Mal wieder war Bev allein.

Sie stolperte durch die Straßen, wie eine Betrunkene. Ihre Füße trugen sie immer schneller und schneller voran. So schnell, bis der Gehweg unter ihren Füßen zu grauen Mustern verfloss.

Sie hätte Schutz suchen sollen. Keiner aus dem Magnolienring wurde ihr folgen. Dafür hatten sie viel zu viel Angst. Die Phantagore dagegen... Bevs Schritte mussten sich für sie wie eine Einladung zum Mittagessen anhören.

Zitternd blickte sie sich um. Die Stadt lag wie ein Netz aus grauem Asphalt vor ihr. Erste Pflanzen hatten sich durch die Lücken zwischen Gehweg und Straße gekämpft und sprossen munter aus Rissen im Teer. Noch nie hatte Bev so viel Grün auf einmal in ihrem Zuhause gesehen. Irgendwie wirkte es beruhigend und friedlich. Als wolle es sie über die unsichtbare Bedrohung hinwegtäuschen.
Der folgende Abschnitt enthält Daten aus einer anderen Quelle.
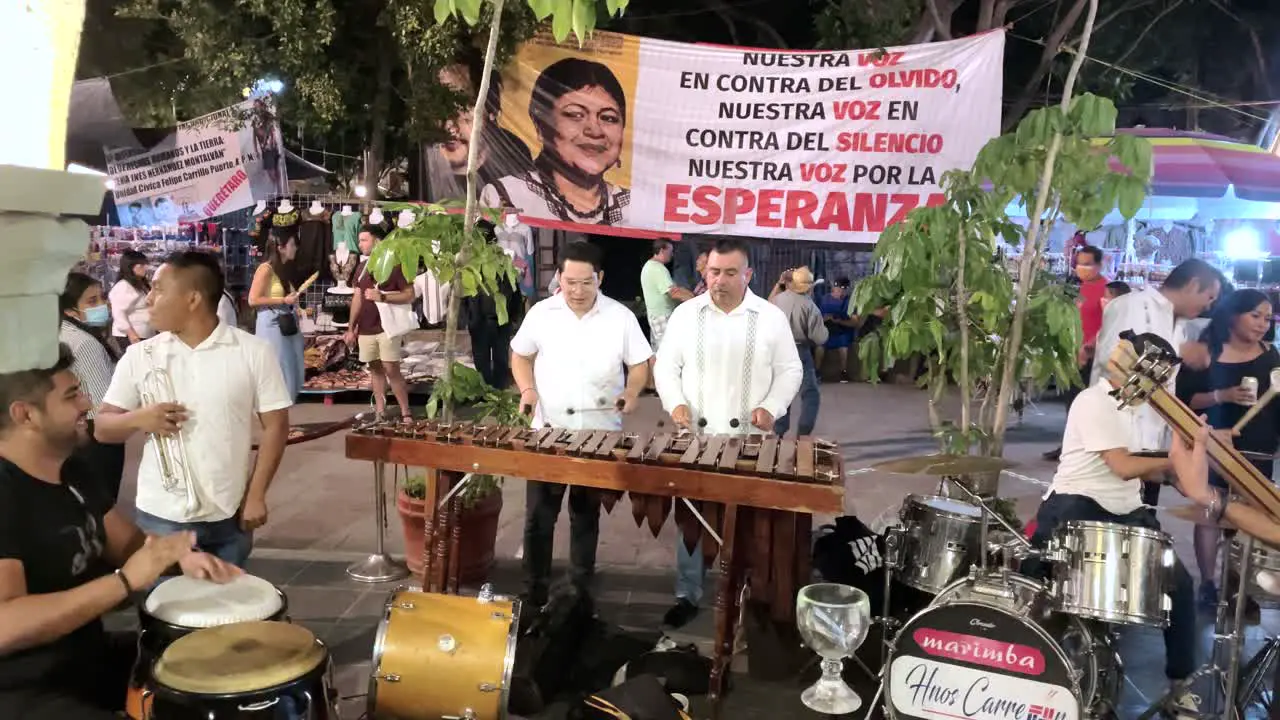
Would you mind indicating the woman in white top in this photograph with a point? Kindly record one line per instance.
(85, 317)
(131, 319)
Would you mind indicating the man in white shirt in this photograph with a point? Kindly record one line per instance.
(727, 364)
(1187, 292)
(222, 377)
(1097, 481)
(567, 360)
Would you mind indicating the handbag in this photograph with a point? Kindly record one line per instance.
(397, 319)
(288, 323)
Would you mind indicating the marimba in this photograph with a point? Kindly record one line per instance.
(757, 492)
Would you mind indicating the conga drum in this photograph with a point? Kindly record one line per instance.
(243, 671)
(181, 606)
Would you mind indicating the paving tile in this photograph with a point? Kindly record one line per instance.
(279, 573)
(320, 605)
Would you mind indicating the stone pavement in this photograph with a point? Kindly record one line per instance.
(321, 519)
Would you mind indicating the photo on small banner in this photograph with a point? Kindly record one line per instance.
(214, 164)
(695, 139)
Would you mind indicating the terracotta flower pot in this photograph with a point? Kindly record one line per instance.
(476, 543)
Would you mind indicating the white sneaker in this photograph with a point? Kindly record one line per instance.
(1185, 705)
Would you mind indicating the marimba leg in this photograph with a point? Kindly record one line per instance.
(726, 613)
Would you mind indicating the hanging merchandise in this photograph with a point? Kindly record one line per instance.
(346, 228)
(315, 237)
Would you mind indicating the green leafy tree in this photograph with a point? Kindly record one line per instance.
(451, 244)
(952, 299)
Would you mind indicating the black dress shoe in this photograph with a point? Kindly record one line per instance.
(680, 614)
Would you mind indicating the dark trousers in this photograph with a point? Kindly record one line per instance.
(542, 507)
(810, 397)
(94, 693)
(490, 349)
(1180, 633)
(106, 460)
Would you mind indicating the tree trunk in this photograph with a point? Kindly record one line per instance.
(379, 113)
(469, 220)
(1052, 46)
(1031, 246)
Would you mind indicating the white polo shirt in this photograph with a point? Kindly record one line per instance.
(1093, 425)
(580, 363)
(224, 383)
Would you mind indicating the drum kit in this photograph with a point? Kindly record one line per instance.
(1014, 629)
(229, 652)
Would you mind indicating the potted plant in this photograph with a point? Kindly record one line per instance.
(481, 496)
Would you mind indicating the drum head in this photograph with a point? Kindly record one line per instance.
(240, 659)
(969, 660)
(190, 602)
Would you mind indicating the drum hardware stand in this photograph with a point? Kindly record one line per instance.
(1228, 643)
(379, 566)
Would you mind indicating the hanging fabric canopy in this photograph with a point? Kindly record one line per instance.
(1196, 164)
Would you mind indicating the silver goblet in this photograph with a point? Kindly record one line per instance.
(833, 620)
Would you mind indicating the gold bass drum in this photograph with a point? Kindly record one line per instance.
(444, 656)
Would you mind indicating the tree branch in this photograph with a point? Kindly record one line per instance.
(1033, 242)
(1142, 35)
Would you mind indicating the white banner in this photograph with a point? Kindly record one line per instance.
(694, 139)
(219, 163)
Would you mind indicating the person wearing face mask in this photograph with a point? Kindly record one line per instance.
(277, 302)
(1092, 290)
(85, 319)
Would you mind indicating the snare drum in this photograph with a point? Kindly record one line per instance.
(444, 656)
(245, 671)
(179, 606)
(942, 541)
(991, 641)
(1112, 573)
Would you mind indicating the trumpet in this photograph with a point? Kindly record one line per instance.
(170, 451)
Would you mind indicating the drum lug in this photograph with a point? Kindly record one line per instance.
(447, 643)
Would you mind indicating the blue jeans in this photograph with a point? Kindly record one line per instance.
(222, 538)
(690, 572)
(1180, 633)
(809, 397)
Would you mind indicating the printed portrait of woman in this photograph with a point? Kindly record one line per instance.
(579, 112)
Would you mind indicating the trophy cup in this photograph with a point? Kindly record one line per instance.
(833, 620)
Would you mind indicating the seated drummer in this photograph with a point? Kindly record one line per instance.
(1098, 479)
(67, 557)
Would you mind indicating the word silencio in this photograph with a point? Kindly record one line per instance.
(152, 173)
(867, 155)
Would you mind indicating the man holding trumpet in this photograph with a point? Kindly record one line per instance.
(67, 557)
(196, 388)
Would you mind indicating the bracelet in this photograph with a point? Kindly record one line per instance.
(128, 587)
Je weiter sie ging, desto mehr Veränderungen fielen ihr auf. Die meisten waren so klein, dass sie nicht sagen konnte, ob sie nicht doch schon davor dagewesen waren. Andere ließen sie fühlen, als wandere sie durch eine Geisterstadt.

Manche Fenster waren beschlagen, als habe jemand von der anderen Seite kräftig dagegen gehaucht. Andere waren ganz zerbrochen und Splitter knackten wie brechendes Eis unter ihren Schuhsohlen.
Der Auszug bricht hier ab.